Thanks for your comments. Don't look around. You know who I'm talking to...

@ russ: Actually, I found your whole blog to be interesting. Very well written and well articulated.

It's also interesting that your wife is vegan. I'm making steps (albeit slow ones) toward veganism. But to date, all I've managed to accomplish is being a moderate vegetarian (and a crappy one, at that). Thanks for stopping by.

@ Joanne: While I can't say that I was involved in the email response thing just to call her out (this also addresses Not a Republican's question), I often wonder what was going through her head when she read my response. I can imagine that it's not easy having your ideas and beliefs challenged like that. But, I felt compelled to repsond; as opposed to letting this Christian hatred and fundamentalism go unchallenged by Jesus' love (at least, I thought it was hatred).

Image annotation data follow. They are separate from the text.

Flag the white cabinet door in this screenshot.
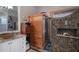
[0,42,11,52]
[0,36,26,52]
[11,37,26,52]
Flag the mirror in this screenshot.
[0,6,18,33]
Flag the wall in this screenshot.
[37,6,76,12]
[20,6,37,22]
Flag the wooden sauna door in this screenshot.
[30,16,44,48]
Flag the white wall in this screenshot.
[20,6,78,22]
[37,6,76,12]
[20,6,37,22]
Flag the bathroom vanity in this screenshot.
[0,35,26,52]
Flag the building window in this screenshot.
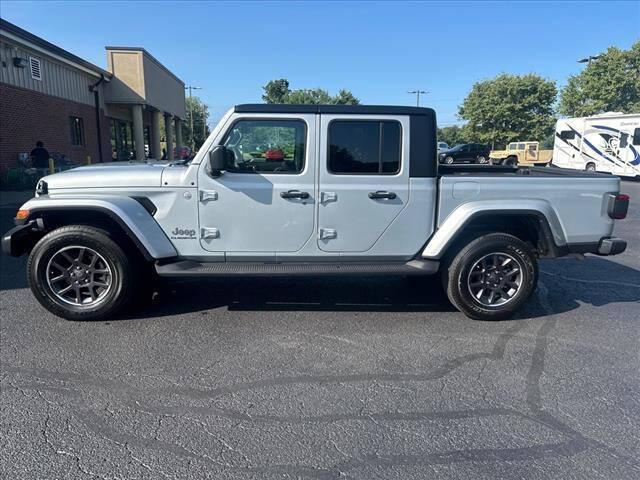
[329,120,402,175]
[29,57,42,80]
[69,117,84,146]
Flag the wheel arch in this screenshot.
[21,197,177,260]
[422,205,567,259]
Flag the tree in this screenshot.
[182,97,210,150]
[438,125,467,147]
[262,78,291,103]
[558,41,640,117]
[262,78,360,105]
[458,73,558,148]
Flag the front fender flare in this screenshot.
[421,199,567,259]
[20,195,178,260]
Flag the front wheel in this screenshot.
[27,225,139,320]
[443,233,538,320]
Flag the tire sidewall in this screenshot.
[28,229,129,320]
[448,235,538,320]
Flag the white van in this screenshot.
[553,113,640,177]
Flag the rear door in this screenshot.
[318,114,409,252]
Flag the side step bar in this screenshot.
[156,260,439,277]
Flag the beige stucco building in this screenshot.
[0,19,185,183]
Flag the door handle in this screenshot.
[369,190,397,200]
[280,190,309,198]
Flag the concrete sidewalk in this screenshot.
[0,189,34,207]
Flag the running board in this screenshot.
[156,260,439,277]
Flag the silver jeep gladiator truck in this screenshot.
[2,104,629,320]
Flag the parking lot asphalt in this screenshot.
[0,181,640,479]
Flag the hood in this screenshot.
[43,162,167,190]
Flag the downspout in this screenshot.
[89,74,104,163]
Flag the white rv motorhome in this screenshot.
[553,113,640,177]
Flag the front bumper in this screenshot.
[2,220,38,257]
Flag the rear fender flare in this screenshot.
[421,199,567,259]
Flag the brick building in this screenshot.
[0,19,185,183]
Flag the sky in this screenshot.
[0,0,640,126]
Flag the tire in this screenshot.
[442,233,538,320]
[27,225,138,320]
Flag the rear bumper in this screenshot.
[596,238,627,255]
[568,237,627,256]
[2,220,37,257]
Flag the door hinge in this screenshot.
[200,228,220,239]
[200,190,218,202]
[319,228,338,240]
[320,192,338,203]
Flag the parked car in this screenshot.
[438,143,491,165]
[489,142,553,167]
[2,104,629,320]
[173,146,191,160]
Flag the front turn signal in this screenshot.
[16,210,29,220]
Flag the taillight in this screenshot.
[609,193,630,220]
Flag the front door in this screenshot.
[318,115,409,252]
[198,115,316,260]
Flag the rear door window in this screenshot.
[328,120,402,175]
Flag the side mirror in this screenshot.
[209,145,227,177]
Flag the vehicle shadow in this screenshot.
[123,257,640,319]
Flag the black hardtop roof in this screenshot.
[234,103,435,116]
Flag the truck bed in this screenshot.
[436,165,620,245]
[438,165,611,178]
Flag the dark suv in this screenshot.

@ KC: I know what you mean about holidays and stuff. I don't think that following God has anything to do with subscribing to mindless, traditional beliefs just for the sake of it. I think that God blessed man with intellect for a reason other than turning into mindless, routine drones.

@ HC: I agree with you on this one. Intentions for an action are just as important -- and sometimes dangerous -- as the actions themselves. When Nazi Germany wanted to solve the "Jewish question" by essentially exterminating them, their intention was to create a "master" race. If you wanted human "cleansing", that idea would make sense. But, there are underlying problems with the intent. Their intentions were based on the premise that Jews were dirty; which is bad in and of itself. Then, their actions (based on their "good" intent) resulted in one of the most shameful acts in history.

I guess the point is: It's not just our actions that are significant; but it's our intentions. It's not just our intentions that are significant' but it's the thought behind our intentions.

Thanks for all of your comments.

"JD said...

I got a shout out! Hey, you didn't call me back....still must be holdin a grudge!

Andre said...

Oh, so you're revealing your true identity to the world, eh?